Médiation commerciale : encore une voie alternative ?
La médiation commerciale s’est fait un nom dans le monde des affaires. Ce processus amiable et confidentiel de résolution des différends permet aux parties de préserver leurs relations, en trouvant ensemble une solution adaptée à leurs besoins et contraintes, sans avoir à subir la lenteur et le manque de moyens de la justice étatique, ni la complexité et le coût élevé de l’arbitrage. Entretien entre Hubert d’Alverny, médiateur et avocat fondateur du cabinet D’Alverny Avocats, et Sophie Henry, déléguée générale du Centre de Médiation et d’Arbitrage de Paris (CMAP).
Quels sont les atouts de la médiation commerciale ?

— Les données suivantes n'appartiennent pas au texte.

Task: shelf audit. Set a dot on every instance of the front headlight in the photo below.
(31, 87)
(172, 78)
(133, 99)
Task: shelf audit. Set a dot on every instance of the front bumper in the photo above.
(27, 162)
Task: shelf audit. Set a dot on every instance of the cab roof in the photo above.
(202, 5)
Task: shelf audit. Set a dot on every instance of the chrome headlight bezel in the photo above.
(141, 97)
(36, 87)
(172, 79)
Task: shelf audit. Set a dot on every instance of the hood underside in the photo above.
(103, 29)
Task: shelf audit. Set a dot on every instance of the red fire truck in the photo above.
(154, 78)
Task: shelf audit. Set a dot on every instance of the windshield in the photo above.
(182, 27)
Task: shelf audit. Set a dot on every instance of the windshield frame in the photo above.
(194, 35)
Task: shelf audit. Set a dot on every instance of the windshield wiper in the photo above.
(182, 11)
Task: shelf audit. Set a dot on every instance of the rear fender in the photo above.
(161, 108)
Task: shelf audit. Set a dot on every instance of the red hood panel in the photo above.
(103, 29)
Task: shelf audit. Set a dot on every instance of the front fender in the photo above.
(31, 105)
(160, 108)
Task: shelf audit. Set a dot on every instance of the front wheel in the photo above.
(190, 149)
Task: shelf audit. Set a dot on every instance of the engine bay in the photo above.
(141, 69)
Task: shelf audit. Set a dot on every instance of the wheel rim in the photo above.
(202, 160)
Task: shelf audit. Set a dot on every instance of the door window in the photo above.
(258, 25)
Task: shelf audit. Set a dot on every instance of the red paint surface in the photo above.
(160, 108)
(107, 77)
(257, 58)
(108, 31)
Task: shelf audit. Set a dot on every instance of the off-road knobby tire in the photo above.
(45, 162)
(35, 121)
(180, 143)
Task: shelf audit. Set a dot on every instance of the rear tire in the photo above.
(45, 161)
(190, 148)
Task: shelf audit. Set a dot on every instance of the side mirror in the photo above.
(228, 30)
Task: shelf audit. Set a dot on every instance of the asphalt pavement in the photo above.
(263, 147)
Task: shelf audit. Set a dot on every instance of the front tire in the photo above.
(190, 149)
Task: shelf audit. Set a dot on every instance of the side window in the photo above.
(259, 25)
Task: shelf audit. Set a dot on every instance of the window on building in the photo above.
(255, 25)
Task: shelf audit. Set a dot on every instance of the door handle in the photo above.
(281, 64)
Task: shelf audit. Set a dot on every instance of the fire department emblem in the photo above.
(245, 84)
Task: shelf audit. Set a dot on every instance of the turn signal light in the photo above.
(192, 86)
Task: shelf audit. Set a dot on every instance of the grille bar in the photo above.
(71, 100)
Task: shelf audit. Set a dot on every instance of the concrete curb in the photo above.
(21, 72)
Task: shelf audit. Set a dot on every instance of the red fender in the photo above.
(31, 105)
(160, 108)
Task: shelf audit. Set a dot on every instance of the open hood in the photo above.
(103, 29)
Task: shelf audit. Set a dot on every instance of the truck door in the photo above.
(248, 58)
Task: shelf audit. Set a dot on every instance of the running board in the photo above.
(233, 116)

SOPHIE HENRY : La médiation commerciale offre non seulement un gain de temps aux parties, puisque la durée moyenne d’une médiation judiciaire ou conventionnelle est de quinze heures, contre parfois plusieurs années devant des juridictions étatiques, mais aussi une maîtrise de leurs dépenses, avec un coût moyen de 9 000 €, selon les statistiques du CMAP. La médiation commerciale permet non seulement de réduire l’aléa judiciaire, puisque ce sont les parties qui trouvent une solution à leur litige, mais aussi de pérenniser leur relation d’affaires et de s’assurer du respect de la confidentialité, qui est une préoccupation essentielle dans le monde des affaires.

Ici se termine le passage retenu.